Speed Record. Lee Gehlbach of Detroit took up his Wasp-engined Wedell- Williams Special for a try at Major James H. Doolittle's land plane speed record of 294.38 m.p.h., failed to crack it. Another Wedell-Williams behaved differently when its designer, one-eyed James R. Wedell, took it up. Over a three-kilometer course he definitely broke the land plane record at 305.33 m.p.h.

$10,000 Free-for-All. Seven started for the $10,000 free-for-all prize. Three finished, with redoubtable Jimmy Wedell winning at 245.95 m.p.h. in the same Wedell-Williams which Mae Haizlip nosed over the previous day after winning the women's free-for-all.

Balloons. Seven vast balloons surged at moorings in Curtiss-Wright-Reynolds Field.
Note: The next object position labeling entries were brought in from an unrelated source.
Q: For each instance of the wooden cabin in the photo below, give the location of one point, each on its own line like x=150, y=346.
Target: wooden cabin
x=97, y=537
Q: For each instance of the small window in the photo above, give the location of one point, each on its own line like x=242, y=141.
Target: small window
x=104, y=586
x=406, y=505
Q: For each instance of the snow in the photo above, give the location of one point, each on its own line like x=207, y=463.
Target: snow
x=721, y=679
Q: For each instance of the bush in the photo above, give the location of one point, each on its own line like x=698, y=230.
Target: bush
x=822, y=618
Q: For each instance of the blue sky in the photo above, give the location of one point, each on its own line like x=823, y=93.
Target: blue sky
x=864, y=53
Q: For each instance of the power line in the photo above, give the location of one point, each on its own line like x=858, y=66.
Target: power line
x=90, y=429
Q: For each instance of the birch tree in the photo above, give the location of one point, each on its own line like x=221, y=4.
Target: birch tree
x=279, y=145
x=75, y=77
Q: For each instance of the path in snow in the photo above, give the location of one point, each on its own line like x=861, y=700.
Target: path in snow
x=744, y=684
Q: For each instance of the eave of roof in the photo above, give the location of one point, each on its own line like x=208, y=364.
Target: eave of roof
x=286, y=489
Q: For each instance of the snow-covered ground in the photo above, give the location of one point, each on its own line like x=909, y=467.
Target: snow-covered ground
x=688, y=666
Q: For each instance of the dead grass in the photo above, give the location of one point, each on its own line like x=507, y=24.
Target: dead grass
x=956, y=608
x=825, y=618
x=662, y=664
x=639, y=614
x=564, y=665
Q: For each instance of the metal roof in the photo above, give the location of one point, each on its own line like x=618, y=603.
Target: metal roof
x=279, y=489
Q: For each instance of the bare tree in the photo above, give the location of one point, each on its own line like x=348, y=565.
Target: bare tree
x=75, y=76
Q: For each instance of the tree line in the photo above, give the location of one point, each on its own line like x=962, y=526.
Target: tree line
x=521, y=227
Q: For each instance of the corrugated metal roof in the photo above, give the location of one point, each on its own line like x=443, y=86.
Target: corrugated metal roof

Seven brace of aeronauts prepared to mount them for a tussle with the winds. A gust ripped the German entry of Fritz von Opel & Erich Deku. The other six rose fulsomely to strive for the James Gordon Bennett Balloon Race trophy.

At Kingston, Mich., about 225 mi. from Chicago, Dr. Erich Koerner & Richard Scheutz, Germans, descended into a watery ditch. At Albion, Mich., about 213 mi. from Chicago, Louise and Eleanor Hall, daughters of an Albion College professor, were summoned to interpret for two for- eigners who had come down in a balloon: Georges Ravaine & Georges Blanchet, Frenchmen.

Still sailing northwards were: Ward T. Van Orman & Frank A. Trotter (U. S.); Lieut.-Commander Thomas G. W. Settle (last year's winner) & Charles H. Kendall (U. S.) who wirelessed that they were approaching Lake Huron; Philippe Quersin & Martial van Schelle (Belgium); Captain Franciszek Hynek & Lieut. Zbigniew Burzynski (Poland). A steamer sighted an unrecognized balloon over the Straits of Mackinac.